11. Questa Corte ha chiarito che, in tema di licenziamento collettivo, i criteri di scelta dei lavoratori da collocare in mobilità, individuati dai contratti collettivi ai sensi dell’art. 5 della legge 23 luglio 1991, n. 223, devono essere, tutti ed integralmente, basati su elementi oggettivi e verificabili, in modo da consentire la formazione di una graduatoria rigida e da essere controllabili in fase applicativa, e non possono implicare valutazioni di carattere discrezionale, neanche sotto forma di possibile deroga all’applicazione di criteri in sé oggettivi. (v. Cass. 17249 del 2016; n. 19576 del 2013; n. 12544 del 2011). Tali caratteristiche devono considerarsi immanenti ai criteri legali di scelta. Il criterio della anzianità convenzionale riconosciuta dal datore, in sede di accordo sindacale col dipendente, è privo di carattere oggettivo, non è applicabile all’intera platea dei lavoratori e aprirebbe un inammissibile varco alla discrezionalità del datore medesimo e al rischio di elusione dei criteri legali o contrattuali. Dal che consegue che correttamente la Corte di merito ha escluso che l’anzianità di cui all’art. 5 cit. potesse essere riferita a quella convenzionale, come rivendicata dal lavoratore. Inammissibile – oltre che priva di decisività, alla luce di quanto sin qui argomentato – il profilo di censura attinente a omesso esame di fatto decisivo, poiché i fatti che si assumono trascurati non risultano dal tenore della sentenza impugnata come richiesto dalla formulazione dell’art. 360 n. 5 c.p.c.
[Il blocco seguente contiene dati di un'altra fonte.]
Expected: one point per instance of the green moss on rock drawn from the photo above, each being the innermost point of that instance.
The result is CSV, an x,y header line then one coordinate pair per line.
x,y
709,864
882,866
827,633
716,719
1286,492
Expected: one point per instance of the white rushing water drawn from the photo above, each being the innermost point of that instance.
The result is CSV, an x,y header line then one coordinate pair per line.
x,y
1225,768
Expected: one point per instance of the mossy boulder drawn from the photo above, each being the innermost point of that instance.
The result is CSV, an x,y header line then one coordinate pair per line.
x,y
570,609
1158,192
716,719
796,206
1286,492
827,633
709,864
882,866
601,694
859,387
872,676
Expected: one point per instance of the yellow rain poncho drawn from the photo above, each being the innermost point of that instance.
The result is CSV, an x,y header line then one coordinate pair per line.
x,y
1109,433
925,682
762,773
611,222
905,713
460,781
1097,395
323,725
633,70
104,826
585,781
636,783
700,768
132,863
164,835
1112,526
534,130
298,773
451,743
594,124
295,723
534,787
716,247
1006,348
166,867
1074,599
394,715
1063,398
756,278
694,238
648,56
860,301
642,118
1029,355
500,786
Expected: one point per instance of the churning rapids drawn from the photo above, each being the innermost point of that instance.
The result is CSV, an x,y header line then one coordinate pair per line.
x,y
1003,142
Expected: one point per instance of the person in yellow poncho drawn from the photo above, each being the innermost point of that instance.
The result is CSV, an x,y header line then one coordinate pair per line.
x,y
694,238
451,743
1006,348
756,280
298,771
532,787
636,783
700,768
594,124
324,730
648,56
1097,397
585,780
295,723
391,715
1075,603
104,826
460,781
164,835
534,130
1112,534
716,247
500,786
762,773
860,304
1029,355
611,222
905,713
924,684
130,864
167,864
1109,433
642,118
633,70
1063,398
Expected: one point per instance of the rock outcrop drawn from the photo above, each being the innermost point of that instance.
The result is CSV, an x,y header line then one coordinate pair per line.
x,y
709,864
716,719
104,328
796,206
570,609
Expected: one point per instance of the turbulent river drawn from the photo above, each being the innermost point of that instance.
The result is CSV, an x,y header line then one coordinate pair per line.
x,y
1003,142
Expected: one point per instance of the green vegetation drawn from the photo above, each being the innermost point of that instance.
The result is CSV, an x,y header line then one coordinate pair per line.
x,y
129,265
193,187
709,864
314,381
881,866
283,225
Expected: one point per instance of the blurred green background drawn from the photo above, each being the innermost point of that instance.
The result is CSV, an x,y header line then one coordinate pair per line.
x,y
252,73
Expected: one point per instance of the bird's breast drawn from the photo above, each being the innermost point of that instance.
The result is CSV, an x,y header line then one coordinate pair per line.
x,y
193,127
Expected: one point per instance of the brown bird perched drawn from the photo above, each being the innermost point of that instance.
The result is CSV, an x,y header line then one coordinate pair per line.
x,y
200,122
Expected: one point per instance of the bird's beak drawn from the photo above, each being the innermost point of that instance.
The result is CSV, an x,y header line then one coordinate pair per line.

12. Per le considerazioni finora svolte, devono essere respinti il ricorso principale e quello incidentale.
13. Le spese del presente giudizio sono compensate tra le parti in ragione della reciproca soccombenza.
15. Ai sensi dell’art. 13 comma 1 quater del d.P.R. n. 115 del 2002, si dà atto della sussistenza dei presupposti per il versamento, da parte della ricorrente principale e del ricorrente incidentale, dell’ulteriore importo a titolo di contributo unificato pari a quello dovuto per il ricorso principale e incidentale, a norma del comma 1 bis dello stesso articolo 13, se dovuto.
P.Q.M.
rigetta il ricorso principale e il ricorso incidentale.
Compensa le spese del giudizio di legittimità.
Ai sensi dell’art. 13, comma 1-quater, del d.P.R. 30 maggio 2002, n. 115, nel testo introdotto dall’art. 1, comma 17, della legge 24 dicembre 2012, n. 228, dà atto della sussistenza dei presupposti processuali per il versamento, da parte della ricorrente principale e del ricorrente incidentale, dell’ulteriore importo a titolo di contributo unificato, pari a quello previsto per il ricorso principale e incidentale, a norma del comma 1-bis dello stesso art. 13, se dovuto.